The discovery has given scientists a better understanding of how some hereditary diseases and cancers develop while other researchers have used the discovery to better elucidate a genetic form of anemia and one type of leukemia in which splicing errors occur.

The discovery of split genes “does not give us cures, but the possibility to know how we are going to do therapy with genes in the future,” Gosta Gahrton, a professor of medicine at the Karolinska Institute, told reporters in Stockholm.

Scientific understanding of genetics has constantly been changing, ever since Gregor Mendel grew sweet peas in a monastery garden and discovered factors responsible for dominant and recessive patterns of inheritance. Wilhelm Johannsen , a Danish biologist, called the factors genes.

For much of this century genes were defined as discrete elements arranged in linear order in chromosomes. The concept was based on studies of simple organisms, particularly bacteria and viruses that infect bacteria. Scientists assumed the concept also applied to higher forms of life.

But the concept was radically revised in 1977 as a result of the studies that Dr. Roberts and Dr. Sharp carried out on the genes of the adenovirus, which causes respiratory infections.

Although the genome of the adenovirus has many properties resembling human cells, its simple structure made it useful for studying the function of genes in higher organisms.

Dr. Roberts and Dr. Sharp sought to determine where different genes were situated in the adenovirus, and in biochemical experiments they found that one end of a messenger RNA in the virus did not behave as expected. By using the electron microscope, they then found that genes could be discontinuous, each present in several, well-separated DNA segments. Other researchers then found that such splitting was the most common gene structure in higher organisms.
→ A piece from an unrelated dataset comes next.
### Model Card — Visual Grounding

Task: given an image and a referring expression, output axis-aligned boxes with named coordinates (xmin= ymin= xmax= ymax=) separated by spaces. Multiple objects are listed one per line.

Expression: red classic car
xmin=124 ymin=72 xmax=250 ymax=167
“Everybody thought that genes were laid out in exactly the same way, and so it came as a tremendous surprise” that they were different in higher organisms, such as humans, Dr. Roberts said.

Dr. Walter Gilbert of Harvard University, a co-founder of Biogen, named the segments exons and introns. Exons are the vital biochemical sequences that contain the information to create a protein. Interrupting the exons are introns: long, rambling biochemical stutters that do not contribute to the construction of a protein. For that reason, they are often called “junk” DNA.

The average gene is composed of about 15 to 20 exons, broken up by lengthy introns. During the multistep synthesis of a protein, intron sequences are deftly clipped out and the exons are then stitched together into a continuous string of instructions that tell the cell how to propagate a complete protein. Possible Role in Evolution

Scientists suspect that the introns lying between the protein-making instructions, while serving no purpose in the current life of a cell, have been vital to the evolution of organisms. They suspect that the introns have allowed the exons to be easily shuffled around over time to generate an almost infinite variety of molecules.

Some of the estimated 5,000 hereditary diseases were a result of errors in the splicing process. The most studied of such diseases is beta-thalassemia, a form of anemia that is common in some Mediterranean countries. The disease occurs because of a faulty protein, beta-globin, which forms part of the hemoglobin, the main constituent of red blood cells. Small defects have been found in the genetic material of some patients, leading to errors in the splicing process and thus in the synthesis of poorly functioning beta-globin.